When ‘The Boy With No Story’ has a tale to tell

Sometimes I fear I have no story. I don’t mean writer’s block. I mean that I have no story, no narrative that spells out what it is I’ve done, or what I’m doing, with my life.

This struck me the other day when I recalled a children’s story by Irish singer-storyteller Tommy Sands. It’s called “The Boy with No Story.” I remember it from taking one of my boys to hear Sands perform 20 years ago.

It got me thinking about the power of story, and how it’s inextricably linked to the human experience. At the same time, I was getting smacked pretty hard in the gut by some revelations and discoveries about my past — difficult ones, at that.

I believe there’s some sort of master plan that put these things in front of me all at once. That plan has me asking, “What am I doing here?”

Don’t get me wrong. I love telling stories. Other people’s stories. It’s in my Irish DNA, and for good measure I kissed the Blarney Stone on one of my visits to the Erin Isle.

Telling stories is my life’s work, a huge part of my life’s play. For more than two decades I wrote for a newspaper, telling other people’s stories. I still tell stories as part of my current job and I do it here on this blog, where “Everybody has a story.”

I’ve told some. About good people like Gabrielle, RPF and Homeless James. About brave young people — Wayne and Ms. Toots — taken too soon by cancer. I plan on sharing many more.

But I have yet to write my own story. Which brings me back to Tommy Sands, and “The Boy with No Story.” (The boy’s name is Paddy McGee, so how could I not relate to the wee lad?)

Paddy is a good boy, but is distraught, empty and isolated because he has no story to tell. Then one night he is visited by faeries who send him on a mission. It’s a grand adventure that involves a rainbow-colored horse, a sea monster and a certain significant newborn in the Christian religion.

Paddy returns safely (of course!) to tell the faeries the good news they had been waiting eons to hear. Much revelry begins.

Paddy returns to his life, with quite a story to tell. He is welcomed everywhere, for people love to hear his grand tale of the faeries and the courage he showed in the face of danger. His listeners hate to see him go.

Unlike Paddy, I’ve had the luxury of telling other people’s stories. In a way, that is my story. It’s been a fair decent tale so far. It’s given me access to wonderful people I likely wouldn’t have met had I not been a writer.

Other than a few literary figures, the people I’ve written about over the years are not well-known. I like that. If I don’t tell hidden, untold stories, maybe no one will. Then those stories would be lost forever.

I will keep at it. But at some point, I may try something different. I don’t know exactly what that is, or where it will take me. But maybe there’s a story there somewhere.

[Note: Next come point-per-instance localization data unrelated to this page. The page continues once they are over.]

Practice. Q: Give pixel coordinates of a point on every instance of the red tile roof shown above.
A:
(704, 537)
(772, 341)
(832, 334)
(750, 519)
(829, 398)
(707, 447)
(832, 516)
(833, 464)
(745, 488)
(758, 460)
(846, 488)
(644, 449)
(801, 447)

Here’s a recording of Tommy Sands reading “The Boy With No Story.” 


About Jim McKeever

Writer, father, runner, advocate based in Central New York.
This entry was posted in Children, communication, family, Irish Investigations, language, music, writing and tagged , , , , , , , , , , , , , , , , . Bookmark the permalink.

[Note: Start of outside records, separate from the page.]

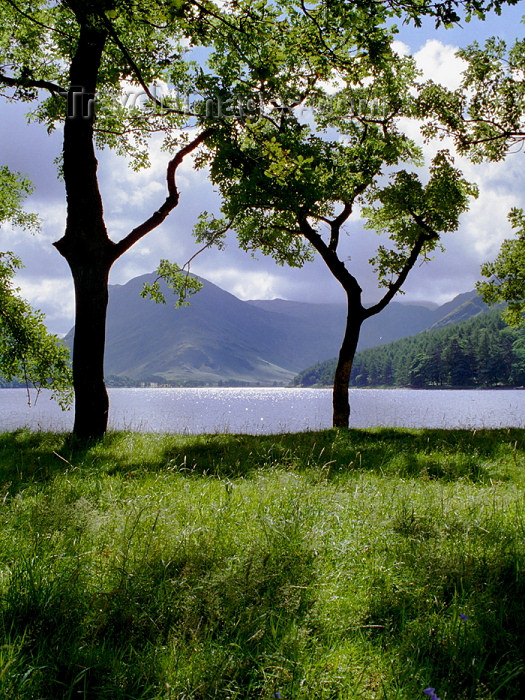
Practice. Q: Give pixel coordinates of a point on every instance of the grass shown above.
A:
(337, 565)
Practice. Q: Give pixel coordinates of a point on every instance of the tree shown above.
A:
(486, 118)
(289, 190)
(81, 52)
(28, 353)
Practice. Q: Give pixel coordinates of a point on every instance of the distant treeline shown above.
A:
(480, 352)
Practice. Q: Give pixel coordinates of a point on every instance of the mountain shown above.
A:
(462, 308)
(219, 339)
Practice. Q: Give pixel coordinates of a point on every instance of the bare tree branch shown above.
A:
(169, 203)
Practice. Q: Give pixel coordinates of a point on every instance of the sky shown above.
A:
(130, 197)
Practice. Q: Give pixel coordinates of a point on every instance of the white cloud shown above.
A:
(439, 63)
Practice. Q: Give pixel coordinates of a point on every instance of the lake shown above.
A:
(274, 410)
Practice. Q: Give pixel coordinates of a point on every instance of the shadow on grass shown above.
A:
(207, 625)
(436, 454)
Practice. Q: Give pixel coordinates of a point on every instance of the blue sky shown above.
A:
(129, 197)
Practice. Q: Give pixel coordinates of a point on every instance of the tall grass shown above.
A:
(360, 564)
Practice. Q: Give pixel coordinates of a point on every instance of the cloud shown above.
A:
(439, 63)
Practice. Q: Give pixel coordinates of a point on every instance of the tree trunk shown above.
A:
(340, 402)
(91, 397)
(85, 244)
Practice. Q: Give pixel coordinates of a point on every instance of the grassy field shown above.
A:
(339, 564)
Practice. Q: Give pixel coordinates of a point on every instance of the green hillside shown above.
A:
(220, 340)
(480, 352)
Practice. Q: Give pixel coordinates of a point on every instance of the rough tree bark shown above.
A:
(86, 245)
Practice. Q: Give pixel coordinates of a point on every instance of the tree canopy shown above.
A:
(73, 59)
(28, 353)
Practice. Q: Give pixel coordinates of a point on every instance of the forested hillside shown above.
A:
(480, 352)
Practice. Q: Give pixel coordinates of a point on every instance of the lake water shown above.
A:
(274, 410)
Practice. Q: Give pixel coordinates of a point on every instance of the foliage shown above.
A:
(486, 117)
(480, 352)
(332, 564)
(13, 190)
(506, 275)
(28, 353)
(181, 282)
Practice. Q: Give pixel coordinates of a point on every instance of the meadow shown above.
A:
(337, 565)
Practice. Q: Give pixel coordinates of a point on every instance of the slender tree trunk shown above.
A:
(340, 401)
(91, 397)
(85, 244)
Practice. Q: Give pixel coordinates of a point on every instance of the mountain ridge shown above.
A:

9 Responses to When ‘The Boy With No Story’ has a tale to tell

  1. chmjr2 says:

    We need story tellers more than ever today. But perhaps we need even more is for people to listen and think about these stories. Our attention span is getting shorter. So story tellers who can get and keep our attention is a much needed thing. You are one of those story tellers.

    Liked by 1 person

  2. I love your stories Jim. I remember one about you confronting a truck driver while you were out for a run – that was your story! I bet you have a hard time talking about yourself, am I right? There are probably tons of stories about you like, how did you become a writer? Why are stories important to you? How did you meet your girlfriend? What was it like growing up? What’s the most amazing thing that happened to you as a kid? How do you know Mark Bialczak? You have a story Jim, we all do… ❤
    Diana xo

    Liked by 1 person

  3. Jim McKeever says:

    Wow, Diana, thank you! And that’s a lot of questions … I guess I’ll have to keep telling stories for a while. 🙂 Here’s a short answer to two of them. I used to work at “the big daily” with Mark and Michelle. Mark and I were in the same department for a while, and sat back to back in cubicles. More like cheek to cheek, because we bumped into each other’s hindquarters frequently. Michelle is a photojournalist and a very, very good one at that. I admit to being a little biased. So that’s my story and I’m sticking to it. …


  4. You are a Bard dear Jim. And if the story of a Bard is not a good story…..I don’t know what is. “Ireland” by Frank Delaney is a wonderful story of a Bard who’s story of course, is about telling other’s stories.

    Liked by 1 person

  5. markbialczak says:

    I happen to think that your story is an interesting tale, lad. And you’re the man to tell it in your own inimitable style. When the time comes, Jim, and I can hear the ticking in your head …


  6. Jim McKeever says:

    Thank you, Mark … it’s certainly an adventure, this living business!